Con todo, la cualidad más reiterada de sus judíos es su pertenencia a la intelectualidad; son personas ilustradas, artistas. El milagro secreto es protagonizado por quien vive en la Zeltnergasse, en donde residía Kafka. Jaromir Hladík es traductor del Sepher Ietzirá y autor de un drama político Los enemigos. Fischbein es dueño de una librería céntrica de Buenos Aires en la que compila una antología de Spinoza y guarda un ejemplar de la Kabbala denudata de Rosenroth. 

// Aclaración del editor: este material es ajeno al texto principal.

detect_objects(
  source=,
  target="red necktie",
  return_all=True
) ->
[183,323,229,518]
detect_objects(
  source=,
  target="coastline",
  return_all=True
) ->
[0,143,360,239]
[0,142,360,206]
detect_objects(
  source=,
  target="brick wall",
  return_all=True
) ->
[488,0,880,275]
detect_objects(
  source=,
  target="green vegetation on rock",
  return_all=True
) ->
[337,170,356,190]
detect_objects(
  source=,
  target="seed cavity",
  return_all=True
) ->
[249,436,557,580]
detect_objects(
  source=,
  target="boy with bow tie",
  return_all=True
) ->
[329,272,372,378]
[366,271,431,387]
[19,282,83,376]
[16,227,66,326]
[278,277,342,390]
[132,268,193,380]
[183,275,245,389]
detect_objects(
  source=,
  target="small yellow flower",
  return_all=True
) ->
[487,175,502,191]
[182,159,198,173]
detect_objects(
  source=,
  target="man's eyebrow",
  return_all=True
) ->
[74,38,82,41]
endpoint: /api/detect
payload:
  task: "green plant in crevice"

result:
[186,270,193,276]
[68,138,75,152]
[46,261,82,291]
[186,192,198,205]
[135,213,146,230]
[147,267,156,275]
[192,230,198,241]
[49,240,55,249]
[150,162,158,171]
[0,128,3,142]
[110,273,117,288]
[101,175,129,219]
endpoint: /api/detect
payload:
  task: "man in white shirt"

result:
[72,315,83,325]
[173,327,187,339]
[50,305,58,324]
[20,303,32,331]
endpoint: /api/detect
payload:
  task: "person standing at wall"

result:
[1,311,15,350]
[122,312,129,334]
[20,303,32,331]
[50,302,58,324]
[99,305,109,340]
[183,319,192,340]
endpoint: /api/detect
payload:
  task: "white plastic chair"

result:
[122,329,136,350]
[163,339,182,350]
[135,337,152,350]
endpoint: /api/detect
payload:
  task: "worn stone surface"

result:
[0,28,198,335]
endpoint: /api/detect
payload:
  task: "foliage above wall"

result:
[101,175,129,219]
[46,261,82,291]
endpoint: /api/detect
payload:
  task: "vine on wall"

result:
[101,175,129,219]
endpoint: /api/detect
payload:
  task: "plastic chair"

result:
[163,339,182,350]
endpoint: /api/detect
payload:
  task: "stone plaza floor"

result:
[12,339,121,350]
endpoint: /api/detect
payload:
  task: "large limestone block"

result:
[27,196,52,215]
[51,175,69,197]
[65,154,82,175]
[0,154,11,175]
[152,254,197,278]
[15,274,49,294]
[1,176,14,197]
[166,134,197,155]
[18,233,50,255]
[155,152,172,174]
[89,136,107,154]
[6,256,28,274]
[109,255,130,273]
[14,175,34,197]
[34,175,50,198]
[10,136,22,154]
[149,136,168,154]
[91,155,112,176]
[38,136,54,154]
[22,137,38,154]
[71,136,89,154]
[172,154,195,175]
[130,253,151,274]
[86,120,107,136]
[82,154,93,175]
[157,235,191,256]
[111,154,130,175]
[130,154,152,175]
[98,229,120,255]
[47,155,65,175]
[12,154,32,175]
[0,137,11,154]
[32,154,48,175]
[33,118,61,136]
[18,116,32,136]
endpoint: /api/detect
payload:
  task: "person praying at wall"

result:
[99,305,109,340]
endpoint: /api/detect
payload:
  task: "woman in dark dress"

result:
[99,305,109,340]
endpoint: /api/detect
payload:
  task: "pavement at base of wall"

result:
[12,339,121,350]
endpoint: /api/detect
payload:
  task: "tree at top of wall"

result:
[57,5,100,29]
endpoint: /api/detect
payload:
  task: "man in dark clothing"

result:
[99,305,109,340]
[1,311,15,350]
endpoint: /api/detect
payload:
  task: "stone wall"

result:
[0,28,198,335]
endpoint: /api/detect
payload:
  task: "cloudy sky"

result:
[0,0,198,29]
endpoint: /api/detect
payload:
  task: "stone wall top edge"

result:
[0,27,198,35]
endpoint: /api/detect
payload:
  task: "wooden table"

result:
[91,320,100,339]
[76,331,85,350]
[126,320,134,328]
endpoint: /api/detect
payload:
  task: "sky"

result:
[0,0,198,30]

En cuanto a sus opiniones políticas, Borges ha escrito que sólo en una ocasión permitió que éstas interfirieran en su literatura. Fue cuando salió en defensa del Estado judío porque, según recuerda, «lo urgió la exaltación de la Guerra de los Seis Días» (prólogo a su Informe de Brodie del 11 de abril de 1970).Cuando dicha guerra estalló en junio de 1967, Borges irrumpió en la biblioteca de la Sociedad Hebraica Argentina con un poema dedicado a Israel, y ante la atónita atención de los lectores solicitó «la hospitalidad» de la revista de esa entidad, Davar, en la que eventualmente los versos fueron publicados. Agregó a su solicitud un fervoroso y elocuente «¡Viva la patria!».